Shedding new light on breast cancer metastasis

A new study by researchers at Fred Hutchinson Cancer Research Center and Johns Hopkins Medical Institute, published in PNAS Early Edition, confirmed that clusters of cancer cells indeed travel together throughout all stages of metastasis. The study also identified the molecular signatures unique to these highly aggressive, roaming tumor clumps, such as the fact that each are led by a gang member that's fueled by a type of cellular kryptonite: a highly expressed protein called keratin 14.

Ultimately, the findings may not only provide new insights into metastasis but also may point to potential drug targets to prevent or slow the deadly process, according to first and co-corresponding author Dr. Kevin Cheung, an assistant member of the Public Health Sciences Division at Fred Hutch. He began the research while working as a postdoctoral researcher and medical oncology fellow in the laboratory of Dr. Andrew Ewald, an associate professor in the Department of Cell Biology at Johns Hopkins, who is co-corresponding and senior author of the paper.

For the study, the researchers relied on a mouse model of breast cancer that spontaneously migrated to the lungs. Using a multicolor lineage tracing assay, they found that cancer cells not only travel together from the beginning to the end of their journey throughout the body, but they need to stick together to survive.

"It's a team game the whole way through," Cheung said. "This gang of thugs breaks off at the primary site, gets into the bloodstream and then sets up shop in distant organs." Cheung and colleagues also found that by breaking up the gangs into individual cells, they died. "Gangs have a much better ability to metastasize than single cells," he said.
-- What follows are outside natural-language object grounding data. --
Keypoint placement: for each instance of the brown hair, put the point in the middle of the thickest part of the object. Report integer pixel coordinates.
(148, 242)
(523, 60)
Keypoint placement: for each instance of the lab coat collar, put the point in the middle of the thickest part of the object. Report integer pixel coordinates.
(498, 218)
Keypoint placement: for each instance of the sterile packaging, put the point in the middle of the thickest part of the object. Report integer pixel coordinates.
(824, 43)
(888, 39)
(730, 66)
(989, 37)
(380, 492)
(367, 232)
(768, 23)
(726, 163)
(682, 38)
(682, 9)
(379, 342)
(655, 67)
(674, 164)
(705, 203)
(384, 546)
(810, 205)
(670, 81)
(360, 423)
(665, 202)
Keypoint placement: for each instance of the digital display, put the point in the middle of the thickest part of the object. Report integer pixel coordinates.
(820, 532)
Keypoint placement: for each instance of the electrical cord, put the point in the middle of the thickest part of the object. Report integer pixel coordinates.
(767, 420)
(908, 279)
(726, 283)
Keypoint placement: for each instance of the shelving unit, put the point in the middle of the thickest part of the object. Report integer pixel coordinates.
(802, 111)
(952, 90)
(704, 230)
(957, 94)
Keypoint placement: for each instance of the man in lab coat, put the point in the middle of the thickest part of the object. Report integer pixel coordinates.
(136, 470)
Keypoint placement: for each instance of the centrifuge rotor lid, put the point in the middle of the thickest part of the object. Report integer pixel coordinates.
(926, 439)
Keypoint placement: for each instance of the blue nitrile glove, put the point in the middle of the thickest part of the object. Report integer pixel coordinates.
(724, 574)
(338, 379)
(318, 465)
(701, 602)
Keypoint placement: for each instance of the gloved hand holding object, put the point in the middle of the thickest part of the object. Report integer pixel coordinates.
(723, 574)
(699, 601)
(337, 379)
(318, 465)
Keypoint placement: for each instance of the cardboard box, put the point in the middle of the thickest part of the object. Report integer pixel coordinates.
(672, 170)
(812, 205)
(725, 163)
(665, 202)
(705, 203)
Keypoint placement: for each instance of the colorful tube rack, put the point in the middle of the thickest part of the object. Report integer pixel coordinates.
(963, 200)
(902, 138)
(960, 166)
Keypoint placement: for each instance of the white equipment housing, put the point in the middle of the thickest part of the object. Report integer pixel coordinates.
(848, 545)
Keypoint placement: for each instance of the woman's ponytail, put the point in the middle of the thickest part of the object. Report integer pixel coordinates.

Through RNA sequencing to understand which genes were expressed in these cells, the researchers also found that the gangs had changes in the expression of genes encoding for three different protein complexes: • Higher expression of desmosome genes, which could allow the cells to easily stick to each other. "Think of it as a molecular rivet," Cheung said. • Higher expression of hemi-desmosome genes, which could make gangs adept at grabbing on to their surrounding microenvironment -- such as latching on to a vein near the liver. • Lower expression of genes involved in antigen presentation that could allow the thugs to evade the body's immune system -- specifically, T cells. Further work is needed to directly test the consequences of these genetic changes, Cheung said. We need to do more studies to test these hypotheses and, ultimately, push these findings forward to develop new therapies for metastatic breast cancer.

"Of all stages of breast cancer, metastasis remains the hardest to treat," he continued. "If you think of this study as a roadmap, then the work in my laboratory is now directed at creating the battle plan to combat this challenge."

According to the Metastatic Breast Cancer Network, the number of people living with metastatic breast cancer in the U.S. is estimated to be more than 155,000. About 6 to 10 percent of new breast cancer cases are initially diagnosed at Stage 4, and an estimated 20 to 30 percent of all breast cancer cases will become metastatic. About 40,000 people die of metastatic breast cancer each year in the U.S., and late-stage breast cancer receives less than 5 percent of research funding compared to all cancers combined.